Driving an automatic car is a little different to what you may be used to if you’ve learned with a manual. Fortunately, though, getting to grips with automatics shouldn’t have to be impossible – and with the right approach, you can master the skills needed to optimize your time on the road.
Driving an automatic car is generally simpler than driving a manual – however, it can be a significant change if you’re used to controlling each gear yourself. To confirm if a vehicle is automatic before getting inside it, you can carry out a free HPI check, which will inform you about the car’s transmission.
First, you need to learn how the basic controls for an automatic car work. The biggest differences you’ll notice are that there is no clutch, and the gearbox you’re used to is replaced with a distinct automatic gearbox. This has four options as opposed to the five or six gears your manual car may have had: P, R, N, and D. These stand for park, reverse, neutral, and drive, respectively.
Neutral’s easy enough to understand; this is the same as neutral in a manual car. Similarly, reverse also follows the same principle as the reverse gear. The two key differences are the park and drive modes. Drive is what you’ll use most of the time, and this replaces the typical 1-5 or 1-6 gears you’ll normally use in a manual car. Park is a little different, though, and this is used when you’ve parked the vehicle specifically.

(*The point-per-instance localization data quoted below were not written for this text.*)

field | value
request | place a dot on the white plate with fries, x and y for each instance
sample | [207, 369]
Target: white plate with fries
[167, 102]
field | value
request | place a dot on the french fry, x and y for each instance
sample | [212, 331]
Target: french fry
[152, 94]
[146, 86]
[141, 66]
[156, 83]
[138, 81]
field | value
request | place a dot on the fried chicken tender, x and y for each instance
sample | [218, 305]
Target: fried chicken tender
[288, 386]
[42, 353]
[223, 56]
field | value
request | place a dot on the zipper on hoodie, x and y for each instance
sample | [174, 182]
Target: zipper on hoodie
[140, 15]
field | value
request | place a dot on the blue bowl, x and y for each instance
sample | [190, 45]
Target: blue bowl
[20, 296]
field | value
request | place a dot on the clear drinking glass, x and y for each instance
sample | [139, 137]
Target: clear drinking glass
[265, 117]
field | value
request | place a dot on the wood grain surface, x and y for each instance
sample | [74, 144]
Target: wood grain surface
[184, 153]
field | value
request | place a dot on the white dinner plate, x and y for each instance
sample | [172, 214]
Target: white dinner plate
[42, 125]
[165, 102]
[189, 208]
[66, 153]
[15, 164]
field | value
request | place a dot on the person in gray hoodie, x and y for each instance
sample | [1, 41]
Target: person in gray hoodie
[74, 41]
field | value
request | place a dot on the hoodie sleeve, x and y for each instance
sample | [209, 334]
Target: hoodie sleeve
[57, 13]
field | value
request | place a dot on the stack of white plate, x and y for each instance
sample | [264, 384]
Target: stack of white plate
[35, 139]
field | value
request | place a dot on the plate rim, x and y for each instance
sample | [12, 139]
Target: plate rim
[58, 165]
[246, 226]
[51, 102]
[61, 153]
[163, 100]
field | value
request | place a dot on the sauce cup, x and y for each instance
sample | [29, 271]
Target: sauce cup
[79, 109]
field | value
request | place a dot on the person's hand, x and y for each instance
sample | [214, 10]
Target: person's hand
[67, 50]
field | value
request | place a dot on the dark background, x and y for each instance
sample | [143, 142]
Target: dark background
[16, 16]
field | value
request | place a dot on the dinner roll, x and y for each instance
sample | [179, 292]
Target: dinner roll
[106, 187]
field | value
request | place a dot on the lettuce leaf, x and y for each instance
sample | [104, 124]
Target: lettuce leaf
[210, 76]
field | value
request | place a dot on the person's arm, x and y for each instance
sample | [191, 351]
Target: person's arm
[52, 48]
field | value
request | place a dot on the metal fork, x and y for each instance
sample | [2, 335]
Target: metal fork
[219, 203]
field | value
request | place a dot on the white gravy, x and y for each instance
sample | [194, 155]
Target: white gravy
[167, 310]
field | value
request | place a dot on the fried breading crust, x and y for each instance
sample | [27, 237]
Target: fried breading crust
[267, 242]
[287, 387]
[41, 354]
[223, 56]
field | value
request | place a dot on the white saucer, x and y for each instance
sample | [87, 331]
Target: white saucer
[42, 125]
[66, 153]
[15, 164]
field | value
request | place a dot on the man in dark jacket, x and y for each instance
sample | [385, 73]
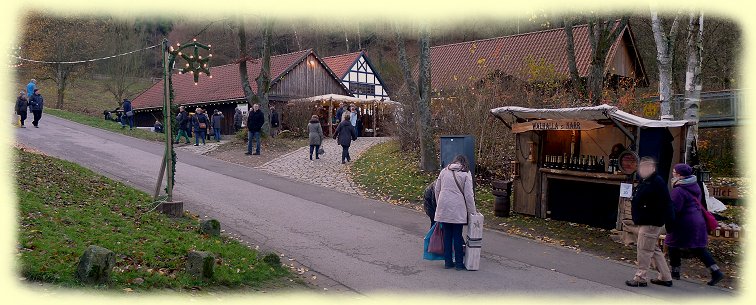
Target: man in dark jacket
[21, 106]
[36, 104]
[182, 119]
[255, 120]
[429, 204]
[651, 209]
[274, 122]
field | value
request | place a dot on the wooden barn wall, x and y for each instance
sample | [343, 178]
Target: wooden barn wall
[306, 80]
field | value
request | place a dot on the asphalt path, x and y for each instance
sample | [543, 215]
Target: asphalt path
[357, 245]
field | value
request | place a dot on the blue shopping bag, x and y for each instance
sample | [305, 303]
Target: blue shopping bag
[427, 255]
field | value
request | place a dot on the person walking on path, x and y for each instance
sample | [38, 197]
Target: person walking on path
[255, 120]
[30, 87]
[345, 134]
[201, 121]
[429, 202]
[22, 105]
[651, 209]
[128, 114]
[353, 117]
[275, 122]
[688, 230]
[36, 105]
[238, 118]
[217, 124]
[182, 119]
[455, 201]
[316, 136]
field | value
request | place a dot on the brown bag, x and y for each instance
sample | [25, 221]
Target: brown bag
[436, 243]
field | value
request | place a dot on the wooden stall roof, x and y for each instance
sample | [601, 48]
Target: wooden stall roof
[343, 98]
[511, 114]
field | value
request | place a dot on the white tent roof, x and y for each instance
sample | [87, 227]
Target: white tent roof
[342, 98]
[512, 113]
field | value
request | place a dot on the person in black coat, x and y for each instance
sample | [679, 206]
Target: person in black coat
[255, 121]
[651, 208]
[429, 202]
[346, 134]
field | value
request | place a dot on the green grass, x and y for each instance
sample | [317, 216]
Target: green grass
[388, 174]
[99, 122]
[85, 95]
[64, 208]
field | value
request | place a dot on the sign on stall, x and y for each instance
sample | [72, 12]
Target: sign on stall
[626, 190]
[559, 124]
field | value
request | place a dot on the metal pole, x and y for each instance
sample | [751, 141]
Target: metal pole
[167, 118]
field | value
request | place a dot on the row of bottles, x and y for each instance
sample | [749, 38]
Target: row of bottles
[577, 163]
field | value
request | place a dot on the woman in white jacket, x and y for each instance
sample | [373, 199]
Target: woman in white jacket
[455, 201]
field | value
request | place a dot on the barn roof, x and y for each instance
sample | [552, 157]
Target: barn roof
[340, 64]
[225, 84]
[455, 65]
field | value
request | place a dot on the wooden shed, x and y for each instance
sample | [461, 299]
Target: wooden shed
[570, 162]
[293, 75]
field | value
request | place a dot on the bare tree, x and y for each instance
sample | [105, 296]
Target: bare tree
[693, 79]
[603, 33]
[665, 46]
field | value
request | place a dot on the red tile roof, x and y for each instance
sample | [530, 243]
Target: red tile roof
[457, 64]
[340, 64]
[225, 84]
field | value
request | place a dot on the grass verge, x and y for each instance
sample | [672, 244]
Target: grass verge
[64, 208]
[99, 122]
[390, 175]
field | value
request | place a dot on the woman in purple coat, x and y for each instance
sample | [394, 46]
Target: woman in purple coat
[688, 231]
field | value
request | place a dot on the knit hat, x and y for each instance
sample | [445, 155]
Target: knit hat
[684, 169]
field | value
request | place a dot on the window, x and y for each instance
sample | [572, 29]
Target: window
[358, 88]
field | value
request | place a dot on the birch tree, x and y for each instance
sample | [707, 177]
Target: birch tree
[693, 80]
[665, 44]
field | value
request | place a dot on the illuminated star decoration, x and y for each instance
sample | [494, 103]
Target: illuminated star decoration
[195, 63]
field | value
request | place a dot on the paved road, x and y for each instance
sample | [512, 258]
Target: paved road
[360, 245]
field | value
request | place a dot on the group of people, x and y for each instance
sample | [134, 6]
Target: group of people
[30, 101]
[681, 212]
[199, 124]
[449, 199]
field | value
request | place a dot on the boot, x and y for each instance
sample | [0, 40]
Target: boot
[716, 276]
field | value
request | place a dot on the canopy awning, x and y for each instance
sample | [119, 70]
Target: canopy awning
[342, 98]
[510, 114]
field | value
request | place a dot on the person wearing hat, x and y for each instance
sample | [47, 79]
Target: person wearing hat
[36, 104]
[128, 114]
[688, 230]
[651, 208]
[21, 106]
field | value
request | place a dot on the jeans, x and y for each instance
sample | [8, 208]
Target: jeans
[648, 251]
[217, 134]
[453, 238]
[23, 117]
[200, 133]
[253, 135]
[316, 148]
[37, 115]
[701, 253]
[345, 153]
[182, 133]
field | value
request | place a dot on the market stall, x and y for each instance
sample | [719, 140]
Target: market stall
[374, 114]
[571, 163]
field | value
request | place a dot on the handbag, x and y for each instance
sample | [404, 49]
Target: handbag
[426, 254]
[436, 241]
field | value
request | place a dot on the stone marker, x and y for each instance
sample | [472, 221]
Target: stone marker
[200, 264]
[95, 265]
[210, 227]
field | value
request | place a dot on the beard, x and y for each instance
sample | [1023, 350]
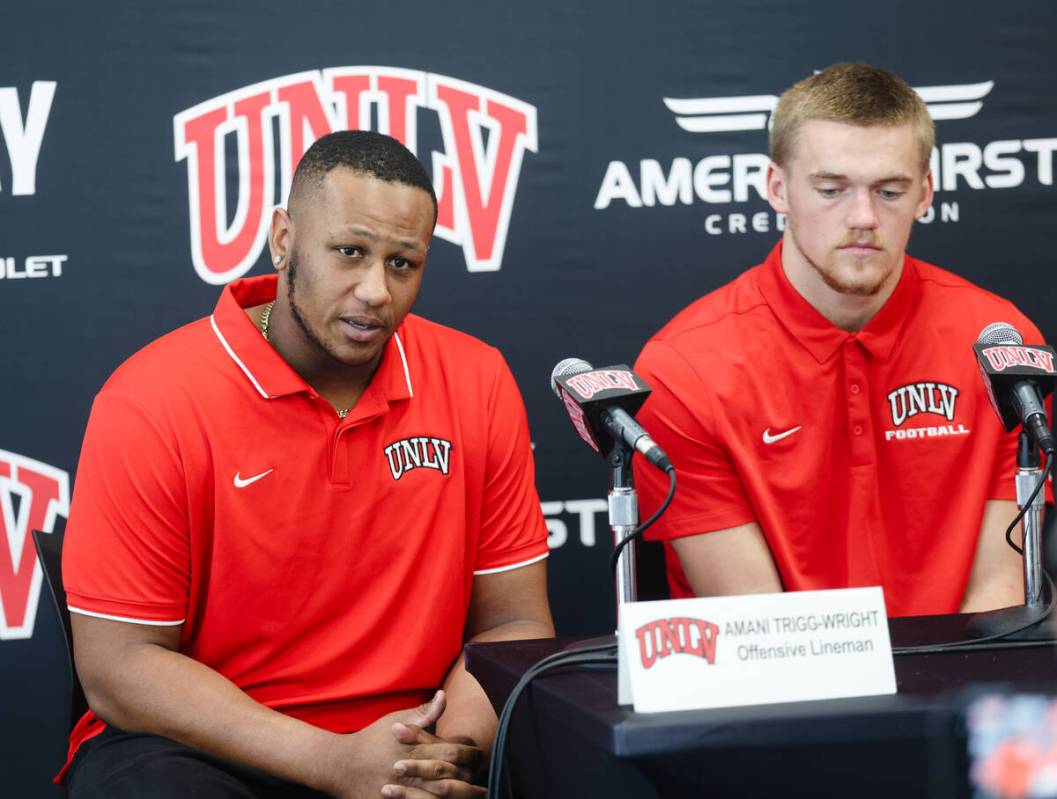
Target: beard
[849, 275]
[316, 341]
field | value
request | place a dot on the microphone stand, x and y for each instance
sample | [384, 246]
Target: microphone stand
[623, 520]
[1032, 613]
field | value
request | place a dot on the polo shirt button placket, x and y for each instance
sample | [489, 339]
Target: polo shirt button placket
[858, 411]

One common question people have when learning to drive an automatic car is: how do park and neutral differ? In a manual car, you’ll typically use the neutral gear whenever you’re stationary. However, with an automatic car, you should only use neutral if you still intend to move. If you have parked and need the wheels to lock in place, use the park option instead.
Starting the engine in an automatic is a little different. Once you’ve turned the car on, you will need to hold down the brake pedal firmly before the car will start. Then, when the engine has started and you’re ready to move), you then press down on the accelerator.
Automatic cars don’t have a clutch. While this can seem like it should be easier, this isn’t entirely true, as there’s a good chance your muscle memory could leave you trying to use the clutch with your left foot (when there isn’t one).
Now, this won’t be too much of an issue usually – but if your muscle memory kicks in when the left foot is over the brake pedal, you could invariably end up in an accident! As such, it’s usually recommended just to use your right foot, and try not to use your left foot at all.
Another clutch-related change is that you won’t have a “bite point” in an automatic car. If you need to move slowly (such as for reversing out of a parking space), slowly raising your foot from the brake pedal is the best approach, which will allow you to begin “creeping.”
In certain scenarios, if the automatic transmission isn’t doing the job, you can temporarily override the automatic gearbox and put the car into a lower gear by pressing firmly down on the accelerator. This will allow you to speed up more quickly, which is crucial if you need to get out of the way in an emergency.
If you’ve been having trouble with driving your automatic car, there’s a lot to keep in mind. Starting with the core basics of how automatics work can be a significant help, but from there, a lot of it simply comes down to practice. Luckily, once you get used to driving an automatic, it should become a lot easier overall.